Blog Post 5 - Tensorflow
We begin our blog post by using the template code provided by Professor Chodrow.
This code initializes the datasets we will use for training and validation of our model.
This code block also uses the tf.data module to speed up the loading of images.
Importing Packages and Dataset
import os
from tensorflow.keras import utils
import tensorflow as tf
import matplotlib.pyplot as plt
from tensorflow.keras.layers import Conv2D, Flatten, Dense, Dropout, MaxPooling2D, InputLayer, ReLU, Softmax, RandomFlip, RandomRotation, Rescaling
# location of data
_URL = 'https://storage.googleapis.com/mledu-datasets/cats_and_dogs_filtered.zip'
# download the data and extract it
path_to_zip = utils.get_file('cats_and_dogs.zip', origin=_URL, extract=True)
# construct paths
PATH = os.path.join(os.path.dirname(path_to_zip), 'cats_and_dogs_filtered')
train_dir = os.path.join(PATH, 'train')
validation_dir = os.path.join(PATH, 'validation')
# parameters for datasets
BATCH_SIZE = 32
IMG_SIZE = (160, 160)
# construct train and validation datasets
train_dataset = utils.image_dataset_from_directory(train_dir,
shuffle=True,
batch_size=BATCH_SIZE,
image_size=IMG_SIZE)
validation_dataset = utils.image_dataset_from_directory(validation_dir,
shuffle=True,
batch_size=BATCH_SIZE,
image_size=IMG_SIZE)
class_names = train_dataset.class_names
# construct the test dataset by taking every 5th observation out of the validation dataset
val_batches = tf.data.experimental.cardinality(validation_dataset)
test_dataset = validation_dataset.take(val_batches // 5)
validation_dataset = validation_dataset.skip(val_batches // 5)
# speed code
AUTOTUNE = tf.data.AUTOTUNE
train_dataset = train_dataset.prefetch(buffer_size=AUTOTUNE)
validation_dataset = validation_dataset.prefetch(buffer_size=AUTOTUNE)
test_dataset = test_dataset.prefetch(buffer_size=AUTOTUNE)
Label Counts
We want to verify we have equal counts of cats and dogs.
# Checking how many of each label exist
labels_iterator = test_dataset.unbatch().map(lambda image, label: label==0).as_numpy_iterator()
sum(labels_iterator)
1000
We see the sum of labels equal to 0 is 1000 out of the 2000 total images, so we expect our baseline to be 0.5 for our predicitions.
Visualize Images
We also would like to see a sample of some of the images in our dataset to better understand the task.
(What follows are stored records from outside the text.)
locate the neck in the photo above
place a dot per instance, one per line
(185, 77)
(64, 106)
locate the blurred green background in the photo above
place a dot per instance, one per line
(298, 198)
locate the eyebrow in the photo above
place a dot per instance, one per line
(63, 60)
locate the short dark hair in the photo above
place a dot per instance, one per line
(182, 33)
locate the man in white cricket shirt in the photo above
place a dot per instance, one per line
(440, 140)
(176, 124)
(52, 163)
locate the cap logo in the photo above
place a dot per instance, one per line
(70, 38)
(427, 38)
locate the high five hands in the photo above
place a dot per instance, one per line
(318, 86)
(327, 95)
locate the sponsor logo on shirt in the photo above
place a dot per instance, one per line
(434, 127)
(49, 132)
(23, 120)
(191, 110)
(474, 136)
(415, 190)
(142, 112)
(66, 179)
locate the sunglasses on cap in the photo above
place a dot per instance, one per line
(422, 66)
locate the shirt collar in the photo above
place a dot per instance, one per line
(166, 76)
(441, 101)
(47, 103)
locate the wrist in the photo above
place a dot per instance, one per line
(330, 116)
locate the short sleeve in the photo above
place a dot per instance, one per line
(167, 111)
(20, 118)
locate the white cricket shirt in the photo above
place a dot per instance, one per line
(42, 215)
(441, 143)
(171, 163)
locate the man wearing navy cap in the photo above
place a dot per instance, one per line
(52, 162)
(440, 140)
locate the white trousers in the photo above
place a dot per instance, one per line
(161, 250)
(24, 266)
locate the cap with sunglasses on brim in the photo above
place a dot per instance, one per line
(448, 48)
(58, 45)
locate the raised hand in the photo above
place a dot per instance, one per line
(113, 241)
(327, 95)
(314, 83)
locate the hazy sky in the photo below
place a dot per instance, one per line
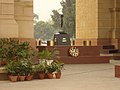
(44, 8)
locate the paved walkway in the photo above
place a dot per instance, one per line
(75, 77)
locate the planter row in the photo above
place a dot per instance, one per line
(29, 78)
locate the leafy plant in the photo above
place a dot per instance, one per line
(51, 67)
(59, 67)
(12, 68)
(41, 67)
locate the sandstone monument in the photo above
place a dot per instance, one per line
(16, 18)
(97, 21)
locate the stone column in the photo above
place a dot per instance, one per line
(8, 25)
(24, 17)
(86, 21)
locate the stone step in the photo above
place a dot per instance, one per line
(108, 47)
(109, 51)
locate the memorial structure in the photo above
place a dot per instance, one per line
(16, 18)
(98, 22)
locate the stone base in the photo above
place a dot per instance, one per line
(117, 71)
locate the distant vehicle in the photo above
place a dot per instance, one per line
(44, 43)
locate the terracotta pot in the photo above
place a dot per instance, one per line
(50, 75)
(13, 78)
(3, 62)
(30, 77)
(22, 78)
(58, 75)
(0, 64)
(41, 75)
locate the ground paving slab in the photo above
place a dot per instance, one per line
(74, 77)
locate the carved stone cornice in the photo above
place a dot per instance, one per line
(115, 9)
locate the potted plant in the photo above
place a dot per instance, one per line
(29, 71)
(50, 69)
(59, 67)
(3, 50)
(22, 67)
(11, 69)
(41, 69)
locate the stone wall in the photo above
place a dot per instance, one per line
(97, 22)
(16, 18)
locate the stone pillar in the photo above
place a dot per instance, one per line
(24, 18)
(8, 25)
(86, 21)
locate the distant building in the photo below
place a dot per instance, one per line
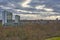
(7, 18)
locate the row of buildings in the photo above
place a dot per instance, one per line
(8, 20)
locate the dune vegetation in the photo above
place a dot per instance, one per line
(30, 31)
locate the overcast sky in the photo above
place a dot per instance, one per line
(32, 9)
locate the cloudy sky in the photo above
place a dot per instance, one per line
(32, 9)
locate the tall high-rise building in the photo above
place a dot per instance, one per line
(6, 17)
(17, 18)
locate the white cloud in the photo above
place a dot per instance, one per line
(18, 10)
(48, 9)
(25, 3)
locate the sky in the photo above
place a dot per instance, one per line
(32, 9)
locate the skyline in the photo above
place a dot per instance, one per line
(45, 9)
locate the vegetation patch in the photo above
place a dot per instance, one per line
(54, 38)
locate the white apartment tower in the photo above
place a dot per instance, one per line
(6, 17)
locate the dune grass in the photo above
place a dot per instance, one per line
(30, 32)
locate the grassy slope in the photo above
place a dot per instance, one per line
(54, 38)
(30, 32)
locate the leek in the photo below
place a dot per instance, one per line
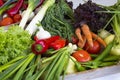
(32, 27)
(31, 6)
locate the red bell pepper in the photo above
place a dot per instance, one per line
(15, 9)
(1, 3)
(39, 47)
(60, 43)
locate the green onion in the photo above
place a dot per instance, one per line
(31, 28)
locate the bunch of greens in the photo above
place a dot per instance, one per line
(114, 10)
(13, 42)
(58, 20)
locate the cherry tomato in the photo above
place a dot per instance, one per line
(95, 49)
(17, 18)
(6, 21)
(81, 56)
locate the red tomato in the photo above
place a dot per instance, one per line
(74, 40)
(17, 18)
(81, 56)
(95, 49)
(6, 21)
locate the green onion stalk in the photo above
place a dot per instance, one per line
(32, 4)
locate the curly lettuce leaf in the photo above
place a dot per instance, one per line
(13, 42)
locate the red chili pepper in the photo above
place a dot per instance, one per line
(1, 3)
(58, 44)
(39, 47)
(15, 9)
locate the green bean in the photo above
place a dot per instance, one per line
(107, 64)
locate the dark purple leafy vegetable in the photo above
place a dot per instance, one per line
(87, 12)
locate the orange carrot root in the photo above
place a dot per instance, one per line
(78, 34)
(99, 39)
(87, 33)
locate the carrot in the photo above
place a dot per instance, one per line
(99, 39)
(80, 43)
(78, 34)
(86, 31)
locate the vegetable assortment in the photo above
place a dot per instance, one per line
(56, 40)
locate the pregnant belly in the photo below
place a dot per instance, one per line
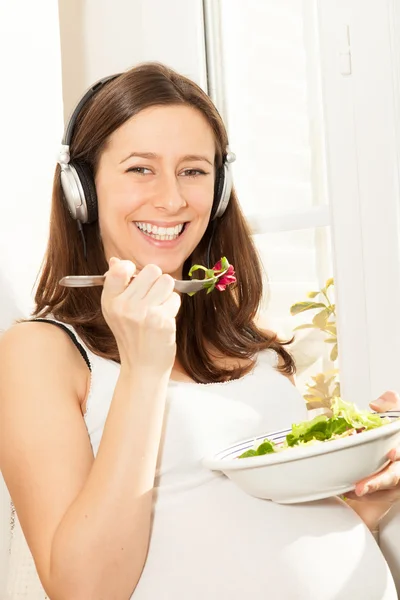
(214, 542)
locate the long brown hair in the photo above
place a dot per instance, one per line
(223, 321)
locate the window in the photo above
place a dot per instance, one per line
(323, 77)
(271, 101)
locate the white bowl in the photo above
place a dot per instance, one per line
(306, 473)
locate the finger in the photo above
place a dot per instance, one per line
(143, 282)
(384, 480)
(389, 400)
(394, 454)
(160, 291)
(118, 276)
(172, 305)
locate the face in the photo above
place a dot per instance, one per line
(155, 186)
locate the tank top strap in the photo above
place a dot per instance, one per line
(69, 330)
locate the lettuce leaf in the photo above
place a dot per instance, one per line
(345, 417)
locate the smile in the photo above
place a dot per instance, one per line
(160, 233)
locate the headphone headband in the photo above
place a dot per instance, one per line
(85, 98)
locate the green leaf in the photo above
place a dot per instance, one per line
(302, 306)
(266, 447)
(334, 353)
(224, 263)
(248, 453)
(195, 268)
(321, 318)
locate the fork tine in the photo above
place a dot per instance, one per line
(187, 286)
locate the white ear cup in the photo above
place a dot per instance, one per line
(224, 187)
(73, 193)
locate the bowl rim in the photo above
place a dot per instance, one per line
(215, 462)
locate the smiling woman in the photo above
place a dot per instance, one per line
(147, 382)
(166, 188)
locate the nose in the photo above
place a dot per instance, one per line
(169, 196)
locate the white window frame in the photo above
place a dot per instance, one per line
(362, 118)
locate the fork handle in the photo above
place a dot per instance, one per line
(82, 280)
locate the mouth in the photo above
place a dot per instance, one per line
(161, 234)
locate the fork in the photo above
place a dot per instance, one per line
(188, 286)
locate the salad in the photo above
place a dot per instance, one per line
(222, 274)
(346, 420)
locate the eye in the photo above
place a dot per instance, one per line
(193, 172)
(138, 170)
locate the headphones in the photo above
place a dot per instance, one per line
(77, 181)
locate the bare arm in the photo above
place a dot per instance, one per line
(86, 520)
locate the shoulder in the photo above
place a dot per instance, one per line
(42, 351)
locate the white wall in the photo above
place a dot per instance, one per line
(100, 37)
(30, 125)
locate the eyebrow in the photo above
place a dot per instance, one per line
(188, 157)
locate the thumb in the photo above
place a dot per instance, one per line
(388, 401)
(118, 276)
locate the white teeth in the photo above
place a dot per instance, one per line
(160, 233)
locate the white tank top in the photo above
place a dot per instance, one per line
(210, 540)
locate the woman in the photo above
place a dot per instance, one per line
(103, 438)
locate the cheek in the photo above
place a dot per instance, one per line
(201, 201)
(117, 200)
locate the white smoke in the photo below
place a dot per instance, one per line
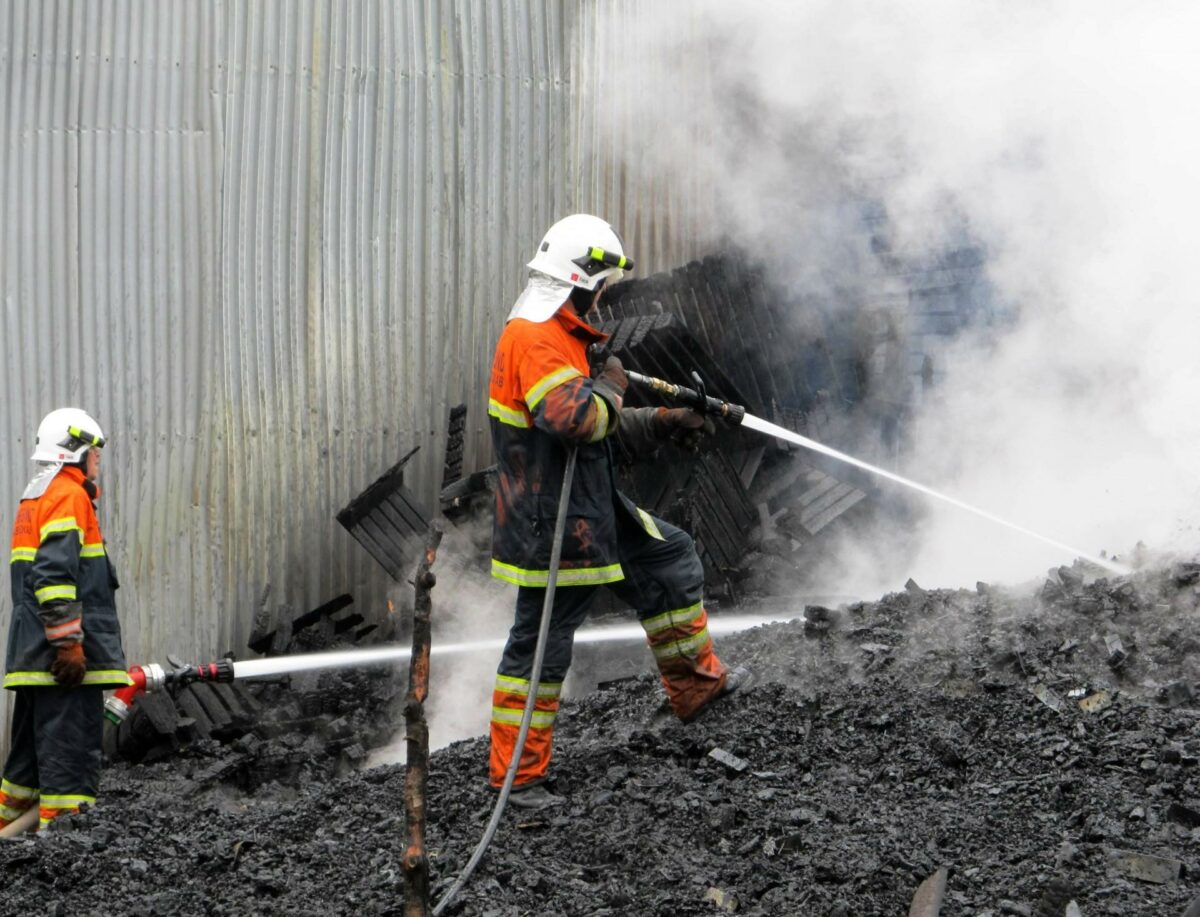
(1057, 136)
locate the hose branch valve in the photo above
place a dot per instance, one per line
(696, 399)
(153, 677)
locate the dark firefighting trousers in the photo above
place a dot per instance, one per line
(57, 739)
(664, 582)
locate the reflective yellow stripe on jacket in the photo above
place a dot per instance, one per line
(41, 679)
(571, 576)
(549, 382)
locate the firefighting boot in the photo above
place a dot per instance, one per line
(534, 796)
(737, 678)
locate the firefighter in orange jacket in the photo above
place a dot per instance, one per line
(541, 400)
(64, 641)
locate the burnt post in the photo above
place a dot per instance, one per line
(417, 768)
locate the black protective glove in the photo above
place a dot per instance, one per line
(683, 426)
(70, 666)
(611, 383)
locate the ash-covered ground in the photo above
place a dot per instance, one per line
(1039, 743)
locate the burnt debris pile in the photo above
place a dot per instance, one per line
(285, 730)
(1023, 750)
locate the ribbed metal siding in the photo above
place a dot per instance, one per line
(269, 245)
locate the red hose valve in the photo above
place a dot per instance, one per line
(145, 678)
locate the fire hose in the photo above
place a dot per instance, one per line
(144, 679)
(153, 677)
(556, 552)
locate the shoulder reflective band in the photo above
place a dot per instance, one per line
(616, 261)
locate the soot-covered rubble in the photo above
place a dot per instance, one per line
(1039, 743)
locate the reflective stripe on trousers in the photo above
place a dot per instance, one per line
(508, 706)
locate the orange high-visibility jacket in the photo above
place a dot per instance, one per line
(539, 400)
(58, 561)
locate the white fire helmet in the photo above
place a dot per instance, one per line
(65, 435)
(577, 251)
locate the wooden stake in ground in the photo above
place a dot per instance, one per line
(417, 769)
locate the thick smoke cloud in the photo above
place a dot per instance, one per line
(1060, 138)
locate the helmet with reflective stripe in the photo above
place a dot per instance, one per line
(65, 435)
(582, 250)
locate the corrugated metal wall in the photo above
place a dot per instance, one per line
(269, 245)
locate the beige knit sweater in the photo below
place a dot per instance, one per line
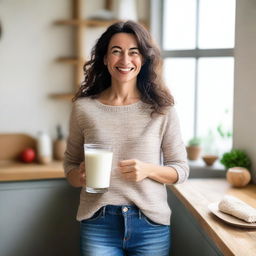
(133, 134)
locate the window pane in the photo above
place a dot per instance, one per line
(215, 103)
(216, 24)
(179, 24)
(179, 74)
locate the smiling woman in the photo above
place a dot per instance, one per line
(124, 104)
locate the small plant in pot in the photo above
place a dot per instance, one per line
(237, 164)
(194, 148)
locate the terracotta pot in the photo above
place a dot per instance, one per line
(209, 159)
(193, 152)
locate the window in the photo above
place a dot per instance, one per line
(197, 39)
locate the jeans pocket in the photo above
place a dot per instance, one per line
(151, 222)
(98, 214)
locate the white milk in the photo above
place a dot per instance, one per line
(98, 163)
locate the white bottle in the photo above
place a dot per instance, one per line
(44, 148)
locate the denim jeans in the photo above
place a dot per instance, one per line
(123, 230)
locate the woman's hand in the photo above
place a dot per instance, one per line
(134, 170)
(76, 177)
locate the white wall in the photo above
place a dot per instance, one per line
(29, 45)
(245, 80)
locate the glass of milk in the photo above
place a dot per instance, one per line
(98, 164)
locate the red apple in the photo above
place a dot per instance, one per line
(28, 155)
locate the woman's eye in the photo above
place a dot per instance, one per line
(116, 52)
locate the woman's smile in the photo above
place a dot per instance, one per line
(123, 58)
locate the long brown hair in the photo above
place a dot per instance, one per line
(149, 81)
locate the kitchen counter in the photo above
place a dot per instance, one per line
(15, 171)
(196, 195)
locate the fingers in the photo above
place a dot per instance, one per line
(129, 162)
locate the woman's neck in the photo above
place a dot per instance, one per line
(119, 95)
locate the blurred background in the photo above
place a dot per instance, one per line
(208, 49)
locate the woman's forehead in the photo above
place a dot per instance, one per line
(123, 40)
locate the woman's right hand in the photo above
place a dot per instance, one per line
(76, 177)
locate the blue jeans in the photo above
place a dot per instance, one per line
(123, 230)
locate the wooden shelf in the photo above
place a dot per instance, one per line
(80, 24)
(70, 60)
(88, 23)
(15, 171)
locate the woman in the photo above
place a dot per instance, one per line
(123, 102)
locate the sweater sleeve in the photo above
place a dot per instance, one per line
(173, 148)
(74, 152)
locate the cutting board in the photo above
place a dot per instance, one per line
(12, 144)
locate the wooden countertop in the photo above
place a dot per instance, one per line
(15, 171)
(197, 194)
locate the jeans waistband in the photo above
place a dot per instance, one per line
(121, 210)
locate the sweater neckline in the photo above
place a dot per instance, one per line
(121, 108)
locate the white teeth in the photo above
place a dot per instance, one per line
(125, 69)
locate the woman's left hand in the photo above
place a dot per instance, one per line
(134, 170)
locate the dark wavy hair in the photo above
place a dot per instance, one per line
(149, 81)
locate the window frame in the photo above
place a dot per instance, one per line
(157, 20)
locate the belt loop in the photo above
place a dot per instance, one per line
(104, 211)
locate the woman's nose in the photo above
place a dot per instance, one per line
(125, 58)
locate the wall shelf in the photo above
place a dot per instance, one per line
(79, 24)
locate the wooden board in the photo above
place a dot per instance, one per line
(197, 194)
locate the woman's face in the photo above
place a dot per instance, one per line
(123, 58)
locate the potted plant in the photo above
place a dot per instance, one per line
(237, 164)
(194, 148)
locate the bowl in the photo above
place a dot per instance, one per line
(209, 159)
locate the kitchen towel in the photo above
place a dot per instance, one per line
(236, 207)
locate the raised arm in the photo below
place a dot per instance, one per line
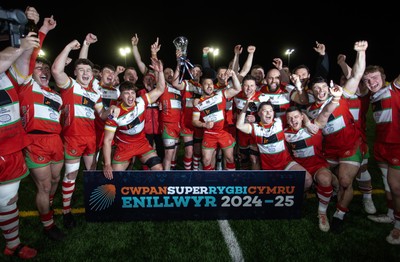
(241, 123)
(321, 120)
(346, 69)
(136, 55)
(19, 56)
(237, 87)
(248, 63)
(58, 67)
(90, 39)
(158, 68)
(284, 76)
(299, 96)
(357, 72)
(322, 66)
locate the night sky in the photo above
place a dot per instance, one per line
(272, 29)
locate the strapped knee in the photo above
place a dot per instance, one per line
(189, 143)
(152, 161)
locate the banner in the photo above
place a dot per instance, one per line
(193, 195)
Let’s split the data into two rows, one for cats and one for dogs.
def visualize_images():
plt.figure(figsize=(10, 10))
for images, labels in train_dataset.take(1):
cat_count = 0
dog_count = 0
for i in range(len(labels)):
if class_names[labels[i]] == "cats" and cat_count < 3:
ax = plt.subplot(2, 3, cat_count + 1)
plt.imshow(images[i].numpy().astype("uint8"))
plt.title(class_names[labels[i]])
plt.axis("off")
cat_count += 1
i += 1
elif class_names[labels[i]] == "dogs" and dog_count < 3:
ax = plt.subplot(2, 3, dog_count + 4)
plt.imshow(images[i].numpy().astype("uint8"))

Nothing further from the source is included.